APAC insurers shift more assets to external managers, tech tools

Survey outlines factors driving outsourcing

APAC insurers shift more assets to external managers, tech tools

Transformation

By Roxanne Libatique

Insurers in Asia and Australia are preparing to hand a larger share of their portfolios to external managers as they expand into private markets and seek improved technology and reporting capabilities, according to new research from Clearwater Analytics.

External mandates poised to rise in APAC

Clearwater’s latest study of insurance asset managers in Australia, Hong Kong, and Singapore found that survey participants currently outsource, on average, 35% of their portfolios to third-party managers. All respondents allocate some portion of their general account assets externally, with individual firms delegating between 24% and 45% of assets.

The asset managers – representing life, health, and general insurance businesses with a combined $2.6 trillion in assets under management (AUM) – expect those allocations to shift further toward external firms over the next five years. Around two-thirds (67%) of respondents anticipate a larger proportion of assets will be run by external managers. About 22% expect to bring more assets back in-house, while 11% foresee no material change in the current split between internal and external management.

These APAC findings were based on 150 interviews conducted in October 2025 by independent research firm PureProfile, covering senior executives in insurance asset management units across Australia, Hong Kong, and Singapore.

Strategic rather than cost-led outsourcing

The survey suggests that outsourcing decisions among APAC insurers are being driven less by cost or staffing constraints and more by strategic, governance, and technology considerations. Respondents cited the increased acceptance of external managers as the primary factor behind plans to increase outsourcing. Greater transparency and reporting from third-party managers ranked as the second most important driver. Greater control over investment portfolios – including better oversight of models, analytics, and risk exposures – emerged as the third-ranked factor. Executives also pointed to more visibility into portfolios as a supporting reason for greater use of external providers.

In contrast, a shortage of internal expertise and cost-reduction goals were ranked as the least important motivations for moving assets to third parties, suggesting that outsourcing is being used as part of a broader operating model rather than as a simple cost-cutting tool. “The use of third-party asset managers across APAC is set to accelerate as insurers become increasingly comfortable with the practice and seek specialised expertise for complex private market investments,” said Shane Akeroyd, chief strategy officer and president of Asia-Pacific at Clearwater Analytics.

Akeroyd added: “Generally, the shift is being driven by technology and the growing use of platforms which enable insurers to have the control and transparency they need. With 96% expecting increased M&A activity and private markets set to represent a third of allocations, external expertise becomes a competitive advantage.”
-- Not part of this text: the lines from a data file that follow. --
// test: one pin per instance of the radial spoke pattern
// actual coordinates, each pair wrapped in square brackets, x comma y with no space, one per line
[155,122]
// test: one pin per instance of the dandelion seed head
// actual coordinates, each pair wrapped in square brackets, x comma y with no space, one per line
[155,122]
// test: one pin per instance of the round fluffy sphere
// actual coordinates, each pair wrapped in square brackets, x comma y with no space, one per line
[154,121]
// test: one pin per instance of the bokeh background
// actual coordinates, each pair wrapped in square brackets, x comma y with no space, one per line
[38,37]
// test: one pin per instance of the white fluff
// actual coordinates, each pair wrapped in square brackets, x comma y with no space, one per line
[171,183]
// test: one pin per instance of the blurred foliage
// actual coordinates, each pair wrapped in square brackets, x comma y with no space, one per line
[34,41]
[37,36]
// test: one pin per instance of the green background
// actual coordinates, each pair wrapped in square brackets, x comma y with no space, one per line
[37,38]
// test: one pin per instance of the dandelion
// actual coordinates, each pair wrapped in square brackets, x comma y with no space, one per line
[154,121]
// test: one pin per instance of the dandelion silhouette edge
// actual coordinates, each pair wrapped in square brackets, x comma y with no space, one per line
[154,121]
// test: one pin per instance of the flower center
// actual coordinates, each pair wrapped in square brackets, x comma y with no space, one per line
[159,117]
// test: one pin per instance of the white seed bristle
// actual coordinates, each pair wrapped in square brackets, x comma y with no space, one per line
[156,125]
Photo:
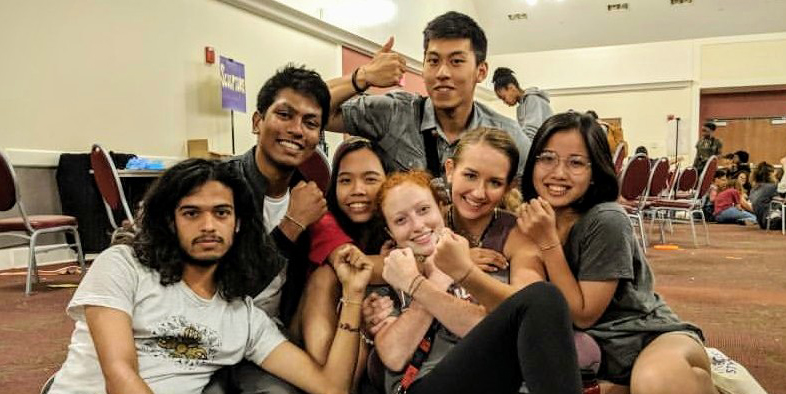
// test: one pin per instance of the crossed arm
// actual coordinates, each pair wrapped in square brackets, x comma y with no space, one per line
[112,335]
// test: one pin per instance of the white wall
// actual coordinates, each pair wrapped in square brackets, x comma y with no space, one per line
[644,83]
[131,74]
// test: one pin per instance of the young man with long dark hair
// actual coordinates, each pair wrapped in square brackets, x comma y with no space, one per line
[400,123]
[165,312]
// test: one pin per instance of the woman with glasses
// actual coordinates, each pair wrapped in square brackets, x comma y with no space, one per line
[442,343]
[585,243]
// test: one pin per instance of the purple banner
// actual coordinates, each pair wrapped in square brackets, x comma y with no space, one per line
[233,84]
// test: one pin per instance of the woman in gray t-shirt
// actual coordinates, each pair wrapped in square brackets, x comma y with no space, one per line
[589,252]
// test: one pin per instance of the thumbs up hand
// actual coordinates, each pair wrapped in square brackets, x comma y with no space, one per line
[384,70]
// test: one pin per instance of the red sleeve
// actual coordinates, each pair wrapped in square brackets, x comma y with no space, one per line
[326,236]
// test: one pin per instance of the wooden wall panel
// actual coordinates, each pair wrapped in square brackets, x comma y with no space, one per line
[763,140]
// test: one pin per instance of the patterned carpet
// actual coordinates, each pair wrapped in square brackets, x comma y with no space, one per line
[734,289]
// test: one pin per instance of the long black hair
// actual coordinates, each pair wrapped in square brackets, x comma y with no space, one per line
[251,260]
[503,77]
[452,25]
[603,186]
[368,236]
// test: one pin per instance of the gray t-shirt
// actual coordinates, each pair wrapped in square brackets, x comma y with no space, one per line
[533,110]
[391,121]
[180,338]
[601,246]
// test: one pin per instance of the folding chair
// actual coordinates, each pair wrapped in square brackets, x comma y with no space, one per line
[30,227]
[109,185]
[777,204]
[691,205]
[633,186]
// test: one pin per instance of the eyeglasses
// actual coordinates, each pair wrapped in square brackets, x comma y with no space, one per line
[576,165]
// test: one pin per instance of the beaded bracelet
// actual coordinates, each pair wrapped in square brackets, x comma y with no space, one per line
[287,217]
[355,82]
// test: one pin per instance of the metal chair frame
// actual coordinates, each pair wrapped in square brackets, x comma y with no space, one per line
[108,172]
[31,234]
[690,206]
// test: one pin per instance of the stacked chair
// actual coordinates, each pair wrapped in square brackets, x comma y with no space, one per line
[31,227]
[686,203]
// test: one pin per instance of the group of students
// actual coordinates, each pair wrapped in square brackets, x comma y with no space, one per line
[243,277]
[739,196]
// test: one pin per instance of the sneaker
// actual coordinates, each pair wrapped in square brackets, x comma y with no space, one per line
[774,215]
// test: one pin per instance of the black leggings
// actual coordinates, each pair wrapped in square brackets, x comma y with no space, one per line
[529,337]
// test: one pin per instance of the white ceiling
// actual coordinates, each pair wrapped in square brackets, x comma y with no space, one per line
[564,24]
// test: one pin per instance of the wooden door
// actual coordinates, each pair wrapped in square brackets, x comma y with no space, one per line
[763,140]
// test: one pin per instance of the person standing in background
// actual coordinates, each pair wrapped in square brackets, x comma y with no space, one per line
[613,134]
[707,146]
[533,104]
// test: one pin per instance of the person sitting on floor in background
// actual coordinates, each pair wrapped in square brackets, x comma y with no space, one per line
[742,178]
[528,337]
[740,161]
[454,62]
[480,173]
[727,162]
[292,109]
[732,206]
[614,134]
[533,106]
[165,312]
[764,188]
[357,174]
[780,174]
[720,182]
[586,244]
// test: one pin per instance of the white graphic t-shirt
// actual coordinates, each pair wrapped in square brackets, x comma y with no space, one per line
[180,337]
[269,299]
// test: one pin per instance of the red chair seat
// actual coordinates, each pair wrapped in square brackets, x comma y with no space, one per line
[681,204]
[37,222]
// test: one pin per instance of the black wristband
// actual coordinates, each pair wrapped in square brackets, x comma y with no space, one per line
[355,82]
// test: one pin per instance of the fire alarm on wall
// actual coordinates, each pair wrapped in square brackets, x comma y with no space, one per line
[210,55]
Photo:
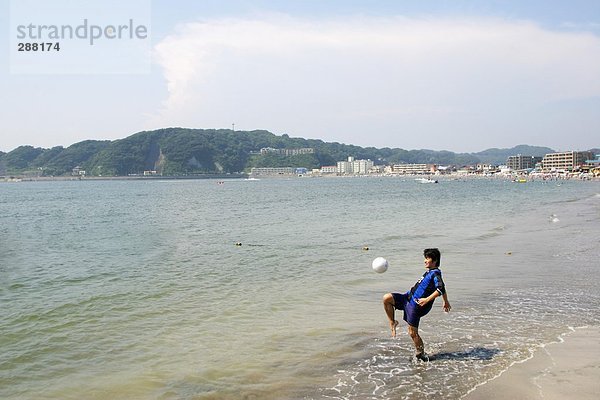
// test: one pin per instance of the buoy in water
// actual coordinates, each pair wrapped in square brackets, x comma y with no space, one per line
[379,265]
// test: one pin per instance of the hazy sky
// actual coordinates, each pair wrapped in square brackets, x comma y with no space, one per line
[450,75]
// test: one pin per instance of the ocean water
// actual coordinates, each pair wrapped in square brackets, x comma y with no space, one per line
[137,289]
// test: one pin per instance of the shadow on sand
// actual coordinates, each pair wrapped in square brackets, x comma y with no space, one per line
[478,353]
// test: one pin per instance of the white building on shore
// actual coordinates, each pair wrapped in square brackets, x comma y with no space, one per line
[354,167]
Global outsourcing data mirrors APAC trend

The APAC results sit within a broader global rise in insurance investment outsourcing captured in the Clearwater Analytics 2025 Insurance Investment Outsourcing Report, produced with DCS Financial Consulting. The global study reports a record $4.5 trillion in unaffiliated general account insurance AUM by external investment managers, representing a 24% year-on-year increase. Investment consultant assets under advisement reached $2 trillion.

Private markets have played a significant role in that expansion. The report notes that private market assets within outsourced insurance portfolios have reached $800 billion, up from less than $50 billion a decade ago. Over the same period, outsourced AUM almost tripled, while the number of participating managers increased to 90.

Private markets and technology shape insurer portfolios

The global findings highlight three themes with direct implications for insurers in Asia and Australia as they review their investment and operating models. First, insurers continue to increase allocations to private asset classes, including private credit and other alternative strategies, as part of multi-asset portfolios. The report notes that private asset AUM grew 34% year-on-year to $800 billion, with more private asset managers targeting insurance clients and more insurers using private markets for diversification and liability-matching objectives.

Second, public assets remain the core of insurers’ portfolios, but are increasingly managed alongside private strategies in integrated multi-asset frameworks. Eighty-three percent of managers participating in the study offer public asset strategies, and many also provide private asset solutions, requiring stronger operational and analytical support across both segments.

Third, technology is becoming central to how insurers evaluate and work with external managers. More than 80% of participating managers now deliver customised portfolio reporting, cash flow projections, accounting analytics, and regulatory support, supported by advanced technology platforms. AI-based analytics are beginning to see wider use as insurers seek to aggregate and interrogate data across complex portfolios and jurisdictions.